While he was thus idly threatening what his weak arm could never
execute, night came on, and a loud storm of thunder and lightning with
rain; and his daughters still persisting in their resolution not to
admit his followers, he called for his horses, and chose rather to
encounter the utmost fury of the storm abroad, than stay under the same
roof with these ungrateful daughters: and they, saying that the
injuries which wilful men procure to themselves are their just
punishment, suffered him to go in that condition and shut their doors
upon him.

The wind were high, and the rain and storm increased, when the old man
sallied forth to combat with the elements, less sharp than his
daughters' unkindness. For many miles about there was scarce a bush;
and there upon a heath, exposed to the fury of the storm in a dark
night, did king Lear wander out, and defy the winds and the thunder;
and he bid the winds to blow the earth into the sea, or swell the waves
of the sea till they drowned the earth, that no token might remain of
any such ungrateful animal as man. The old king was now left with no
other companion than the poor fool, who still abided with him, with his
merry conceits striving to outjest misfortune, saying it was but a
naughty night to swim in, and truly the king had better go in and ask
his daughter's blessing:

But he that has a little tiny wit
With heigh ho, the wind and the rain!
Must make content with his fortunes fit
Though the rain it raineth every day:

and swearing it was a brave night to cool a lady's pride.

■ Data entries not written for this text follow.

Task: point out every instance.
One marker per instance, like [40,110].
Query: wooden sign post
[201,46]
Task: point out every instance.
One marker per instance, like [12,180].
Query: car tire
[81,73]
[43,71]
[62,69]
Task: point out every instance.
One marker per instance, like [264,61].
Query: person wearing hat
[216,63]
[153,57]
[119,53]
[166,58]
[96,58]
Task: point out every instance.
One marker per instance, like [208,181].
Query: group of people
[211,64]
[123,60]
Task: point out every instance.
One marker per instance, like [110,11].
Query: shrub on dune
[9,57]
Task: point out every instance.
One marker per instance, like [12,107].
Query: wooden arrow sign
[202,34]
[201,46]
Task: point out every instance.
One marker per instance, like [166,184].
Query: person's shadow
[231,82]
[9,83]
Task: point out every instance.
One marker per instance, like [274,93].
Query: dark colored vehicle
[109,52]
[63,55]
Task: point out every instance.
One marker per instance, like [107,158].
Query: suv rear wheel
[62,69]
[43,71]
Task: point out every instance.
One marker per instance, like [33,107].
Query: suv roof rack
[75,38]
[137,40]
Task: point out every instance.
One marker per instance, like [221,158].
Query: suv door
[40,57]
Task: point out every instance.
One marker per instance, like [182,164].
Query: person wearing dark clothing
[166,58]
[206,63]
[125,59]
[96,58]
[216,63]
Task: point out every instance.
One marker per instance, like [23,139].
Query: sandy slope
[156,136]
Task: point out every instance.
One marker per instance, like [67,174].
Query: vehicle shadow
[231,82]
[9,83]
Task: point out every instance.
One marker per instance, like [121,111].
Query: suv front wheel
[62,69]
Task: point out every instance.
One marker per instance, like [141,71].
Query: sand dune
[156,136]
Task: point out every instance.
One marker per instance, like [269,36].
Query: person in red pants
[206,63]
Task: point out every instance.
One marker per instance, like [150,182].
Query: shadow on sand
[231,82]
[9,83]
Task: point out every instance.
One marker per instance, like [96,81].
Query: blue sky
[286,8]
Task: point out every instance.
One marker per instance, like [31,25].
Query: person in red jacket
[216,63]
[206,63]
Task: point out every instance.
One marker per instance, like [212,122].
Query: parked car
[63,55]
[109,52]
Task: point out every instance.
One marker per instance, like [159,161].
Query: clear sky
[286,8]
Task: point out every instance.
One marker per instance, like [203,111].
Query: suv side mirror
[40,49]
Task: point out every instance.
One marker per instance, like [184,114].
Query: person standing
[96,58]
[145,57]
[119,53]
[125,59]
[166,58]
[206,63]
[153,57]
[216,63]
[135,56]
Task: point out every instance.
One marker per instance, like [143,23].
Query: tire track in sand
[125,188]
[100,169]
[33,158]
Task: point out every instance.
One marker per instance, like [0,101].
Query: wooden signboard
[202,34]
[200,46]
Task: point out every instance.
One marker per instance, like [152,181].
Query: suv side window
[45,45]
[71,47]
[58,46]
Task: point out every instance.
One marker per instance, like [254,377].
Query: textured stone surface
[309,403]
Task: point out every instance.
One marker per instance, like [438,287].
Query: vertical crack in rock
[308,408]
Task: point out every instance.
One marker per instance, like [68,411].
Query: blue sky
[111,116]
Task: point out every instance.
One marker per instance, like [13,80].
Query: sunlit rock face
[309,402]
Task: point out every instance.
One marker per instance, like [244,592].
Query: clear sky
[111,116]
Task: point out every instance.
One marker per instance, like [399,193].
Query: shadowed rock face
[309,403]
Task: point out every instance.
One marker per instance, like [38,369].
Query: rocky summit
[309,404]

Thus poorly accompanied, this once great monarch was found by his
ever-faithful servant the good earl of Kent, now transformed to Caius,
who ever followed close at his side, though the king did not know him
to be the earl; and he said: 'Alas! sir, are you here? creatures that
love night, love not such nights as these. This dreadful storm has
driven the beasts to their hiding places. Man's nature cannot endure
the affliction or the fear.' And Lear rebuked him and said, these
lesser evils were not felt, where a greater malady was taxed. When the
mind is at ease, the body has leisure to be delicate, but the temper in
his mind did take all feeling else from his senses, but of that which
beat at his heart. And he spoke of filial ingratitude, and said it was
all one as if the mouth should tear the hand for lifting food to it;
for parents were hands and food and everything to children.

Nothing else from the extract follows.